Non esiste né una ricetta, né una classificazione di quello che può essere identificato come il “buon management”; o meglio, il buon fare impresa, perché l’impresa, essendo un “organismo vivo” che si collega all’imprenditore, è qualcosa che subisce metamorfosi ed evoluzioni in base alla vita stessa della persona. La giusta e corretta visione è quella dell’imprenditore che si cala nella realtà e si confronta con l’evoluzione dei tempi.
L’imprenditore è l’“animal spirit”, che incarna lo spirito dell’azienda, ha la capacità di visione a lungo termine e sa sognare il futuro dell’azienda. Tuttavia, deve tener presente che quei sogni, per diventare realtà, mai come in questo momento hanno bisogno di competenze. Come sottolinea Angelo Vergani, presidente di Contract Manager, siamo abituati a un tipo di imprenditore, in particolare nelle Pmi, che di solito è stato padre, fondatore, amministratore e gestore. È stato tutto e tanti sono gli imprenditori – qualche volta i rappresentanti della “vecchia guardia” – che si sono fatti vanto di essere rimasti sempre attaccati al tornio, sempre in azienda, di aver capito come si deve gestire, di non essere disponibili più di tanto a confrontarsi con gli altri.
Oggi però, come specifica Carlo Robiglio, presidente di Piccola Industria Confindustria, il successo dell’imprenditore risiede nella capacità di saper convivere e circondarsi di competenze forti, che sono necessarie e fondamentali per l’impresa, e in quella di essere resilienti, trasformando le difficoltà in opportunità. In pratica, quindi nella capacità di cambiamento. Questa è la più grande qualità richiesta all’imprenditore: saper cambiare e saper cambiare sé stesso, senza aver vergogna di venire meno alle proprie convinzioni. Al timone di un’impresa ci deve essere una persona in grado di interpretare i cambiamenti, una persona capace di raccogliere talenti e convogliarli attorno a sé per guidarla verso la crescita.
Le scelte difficili e i passi avanti da fare
Il problema maggiore, talvolta, non è dell’imprenditore in sé, ma riguarda la valutazione delle competenze dei propri familiari e di eventuali soci. Il principale ostacolo alla managerializzazione, infatti, è rappresentato da coloro che sono inamovibili dalle rispettive posizioni aziendali.
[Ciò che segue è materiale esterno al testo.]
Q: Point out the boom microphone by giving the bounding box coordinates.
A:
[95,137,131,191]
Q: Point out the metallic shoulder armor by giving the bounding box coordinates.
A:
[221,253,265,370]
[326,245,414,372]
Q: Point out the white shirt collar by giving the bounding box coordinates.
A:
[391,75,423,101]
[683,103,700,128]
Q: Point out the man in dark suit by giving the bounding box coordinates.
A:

Oggi occorrono competenze sofisticate per gestire la complessità, che non è detto siano in possesso dei familiari. Afferma Vergani: “A volte questi rappresentano degli ostacoli allo sviluppo” e aggiunge: “Recentemente, in una realtà industriale dove siamo stati chiamati per inserire un direttore generale, la posizione di amministratore delegato era ricoperta da un nipote, quella di responsabile tecnico da un altro nipote mentre il direttore operation era un socio e parente. In questo caso inserire un direttore generale esterno è stato molto complicato”.
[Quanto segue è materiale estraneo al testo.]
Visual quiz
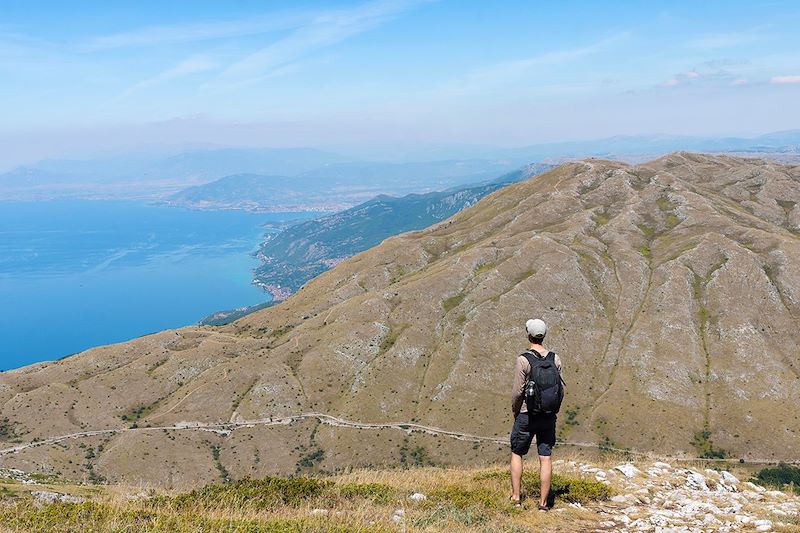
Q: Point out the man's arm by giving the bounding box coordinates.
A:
[511,356,528,418]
Per permettere la managerializzazione delle Pmi, concordano Robiglio e Vergani, occorre che l’imprenditore, al crescere delle dimensioni aziendali, affidi le funzioni operative a collaboratori esterni alla famiglia, con manager specialisti portatori di metodi moderni di gestione. Così facendo, specificano ancora i due ospiti, l’imprenditore si potrà focalizzare sulle attività non delegabili, ovvero:
- Coltivare il sistema di valori dell’impresa, che poi è il collante di un’organizzazione. L’impresa è l’emanazione di quei valori e le aziende forti sono quelle che hanno una cultura di rilievo, caratterizzata da valori saldi e unici, condivisi da tutti i collaboratori e a tutti i livelli organizzativi.
- Dare una strategia all’azienda, immaginando il futuro e operando scelte di innovazione di prodotto, mercato e tecnologia.
- Creare una squadra di collaboratori competenti, perché la scelta delle risorse cruciali di un’organizzazione deve essere fatta dall’imprenditore, con l’aiuto di esterni o del responsabile delle risorse umane, laddove esista. Le persone diventeranno i portatori e testimonial dei valori della cultura aziendale
- Imprimere un’etica forte, perché le organizzazioni stanno insieme se sono legate da un’etica forte. Si tratta di una richiesta che arriva soprattutto dalle nuove generazioni ed è il collante migliore che un’organizzazione aziendale possa avere.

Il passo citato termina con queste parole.